The split solves that:

  • FastAPI starts immediately and exposes /health.
  • vLLM loads in the background on localhost:8001.
  • The proxy returns clear loading or retry behavior instead of losing requests.
  • The public API gets auth, metrics, and backpressure before GPU inference work begins.

Auth Flow

The proxy applies these gates before forwarding a request:

  1. Public paths such as /health, /docs, /openapi.json, and /stats can pass without an API key.
  2. API paths require an Authorization: Bearer ... header.
  3. Missing keys return 401.
  4. Invalid keys return 403.
  5. Excess concurrent requests return 429.
  6. Valid requests are proxied to vLLM with retry and streaming support.

Proxy Resilience

The auth proxy includes several behaviors to reduce request loss under load:

Feature Details
Retry with backoff Retries transient connect, timeout, protocol, and read errors.
Backpressure Tracks in-flight requests and rejects excess work with 429.
Internal streaming Keeps long non-stream responses alive while collecting chunks from vLLM.
Stream error recovery Converts mid-stream failures into structured SSE error events when possible.
Metrics tracking Tracks latency, status, and token usage for dashboard and stats views.

Streaming

For streaming requests ("stream": true), the proxy forwards vLLM's server-sent events directly to the client.

That means:

  • Time-to-first-token stays close to direct vLLM access.
  • Chunks are yielded as they arrive.
  • text/event-stream is preserved.
  • Client SDKs can consume the endpoint like an OpenAI-compatible API.

Model Caching

Two Modal Volumes persist model artifacts across deployments and cold starts:

Volume Mount Path Contents
m-gpux-hf-cache /root/.cache/huggingface HuggingFace model downloads
m-gpux-vllm-cache /root/.cache/vllm vLLM compiled model artifacts

The first deploy may spend several minutes downloading weights. Later deploys reuse the cached model data, so startup is usually much faster.

Container Lifecycle

Setting Behavior
min_containers=0 Scale to zero when idle. First request after idle may cold start.
min_containers=1 Keep one container warm for lower first-token latency.
scaledown_window=5min Keep the container warm briefly after the last request.
timeout=24h Maximum function lifetime before restart.
max_inputs=200 Allow many concurrent inputs per container through Modal concurrency.

API Key Storage

API keys are stored locally:

~/.m-gpux/
  api_keys.json

Example:

[
  {
    "name": "production",
    "key": "sk-mgpux-8b37a191eb046c68...",
    "created": "2026-04-12T10:30:00",
    "active": true
  }
]

Keys are generated with secrets.token_hex(24) and prefixed with sk-mgpux-.

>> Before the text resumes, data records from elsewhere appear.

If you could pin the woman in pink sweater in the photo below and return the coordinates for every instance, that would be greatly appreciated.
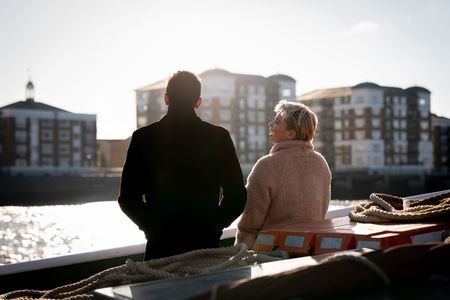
(290, 185)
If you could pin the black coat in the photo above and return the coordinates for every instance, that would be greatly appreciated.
(181, 183)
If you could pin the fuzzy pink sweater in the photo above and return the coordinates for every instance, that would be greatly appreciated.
(290, 185)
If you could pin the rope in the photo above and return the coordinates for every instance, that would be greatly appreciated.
(363, 261)
(387, 208)
(190, 263)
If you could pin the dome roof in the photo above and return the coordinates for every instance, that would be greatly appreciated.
(366, 84)
(215, 72)
(281, 77)
(416, 89)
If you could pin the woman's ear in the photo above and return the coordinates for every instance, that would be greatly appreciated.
(198, 103)
(292, 134)
(166, 99)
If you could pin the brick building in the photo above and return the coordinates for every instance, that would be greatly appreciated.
(374, 129)
(40, 139)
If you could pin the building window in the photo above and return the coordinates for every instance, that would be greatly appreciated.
(21, 150)
(225, 101)
(261, 130)
(89, 126)
(47, 135)
(376, 134)
(64, 149)
(20, 162)
(376, 122)
(251, 130)
(359, 99)
(64, 162)
(359, 135)
(252, 116)
(359, 111)
(261, 117)
(260, 103)
(47, 161)
(424, 136)
(360, 122)
(21, 122)
(242, 145)
(47, 122)
(20, 136)
(422, 102)
(64, 135)
(207, 114)
(47, 148)
(225, 114)
(424, 124)
(142, 121)
(242, 103)
(63, 123)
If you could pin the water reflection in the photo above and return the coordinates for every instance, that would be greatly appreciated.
(28, 233)
(34, 232)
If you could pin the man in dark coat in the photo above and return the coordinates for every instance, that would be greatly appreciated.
(181, 182)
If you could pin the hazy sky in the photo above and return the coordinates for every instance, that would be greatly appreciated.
(88, 56)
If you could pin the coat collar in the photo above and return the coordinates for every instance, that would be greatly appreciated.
(292, 145)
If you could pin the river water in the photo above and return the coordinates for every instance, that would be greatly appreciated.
(34, 232)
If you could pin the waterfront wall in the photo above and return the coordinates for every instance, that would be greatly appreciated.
(52, 190)
(72, 190)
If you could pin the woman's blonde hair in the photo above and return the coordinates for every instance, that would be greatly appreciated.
(298, 117)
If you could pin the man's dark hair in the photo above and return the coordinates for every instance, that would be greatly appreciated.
(183, 88)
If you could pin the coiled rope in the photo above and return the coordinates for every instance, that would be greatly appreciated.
(190, 263)
(387, 208)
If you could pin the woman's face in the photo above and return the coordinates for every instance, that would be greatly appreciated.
(278, 131)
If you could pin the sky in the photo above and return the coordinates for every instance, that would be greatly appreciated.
(88, 56)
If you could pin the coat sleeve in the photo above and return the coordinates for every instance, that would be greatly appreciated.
(132, 187)
(232, 183)
(256, 208)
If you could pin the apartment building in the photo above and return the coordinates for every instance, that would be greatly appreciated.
(374, 129)
(441, 137)
(40, 139)
(241, 103)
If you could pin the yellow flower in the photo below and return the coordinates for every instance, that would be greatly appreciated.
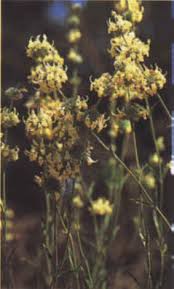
(9, 118)
(74, 56)
(101, 84)
(118, 24)
(43, 51)
(160, 143)
(49, 78)
(150, 181)
(77, 202)
(155, 159)
(74, 35)
(114, 129)
(126, 124)
(101, 207)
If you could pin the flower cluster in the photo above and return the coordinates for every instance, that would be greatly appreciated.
(48, 73)
(131, 10)
(55, 122)
(132, 82)
(9, 118)
(101, 207)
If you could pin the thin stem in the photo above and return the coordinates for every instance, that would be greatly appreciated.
(85, 259)
(48, 238)
(157, 151)
(164, 106)
(146, 194)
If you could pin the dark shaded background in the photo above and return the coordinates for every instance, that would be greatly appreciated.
(23, 19)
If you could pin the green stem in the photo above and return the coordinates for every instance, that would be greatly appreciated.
(85, 260)
(48, 239)
(157, 151)
(146, 194)
(164, 106)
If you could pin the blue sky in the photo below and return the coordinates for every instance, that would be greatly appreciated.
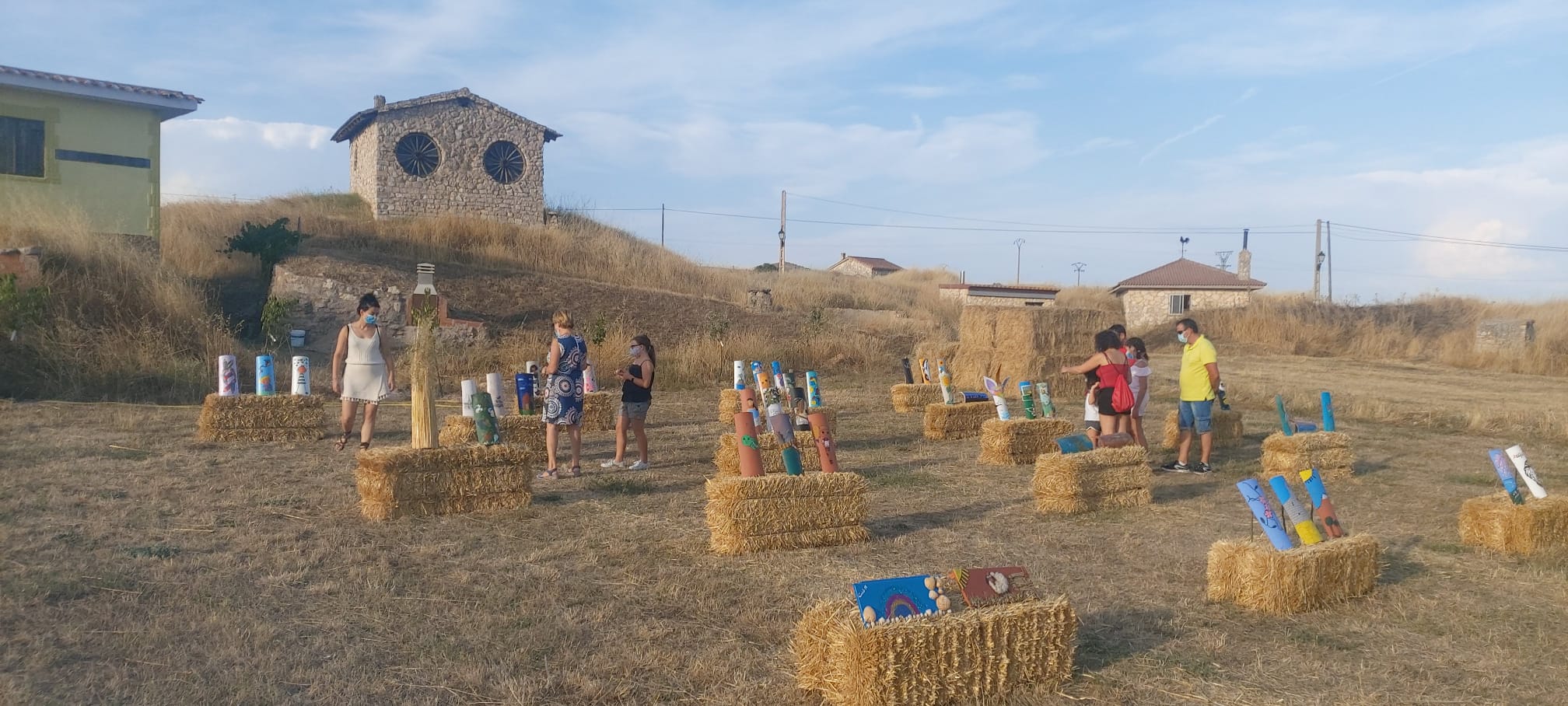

Only the active key selected during serve deploy is embedded in the generated Modal script. If you rotate keys, redeploy the server.

App Discovery

m-gpux stop finds running apps by:

  1. Running modal app list --json for one profile or every configured profile.
  2. Filtering apps whose description starts with m-gpux and whose state is deployed or running.
  3. Presenting the matches in a selection table.
  4. Calling modal app stop <app_id> on selected apps.

Use m-gpux stop --all when you want to scan every profile in ~/.modal.toml.

GPU Metrics

The shared metrics snippet uses nvidia-smi to report:

  • GPU utilization percentage.
  • VRAM usage.
  • GPU temperature.
  • Power consumption.

Generated Modal scripts can print one-time metrics at startup, and the load probe command can run a live hardware check for a selected GPU.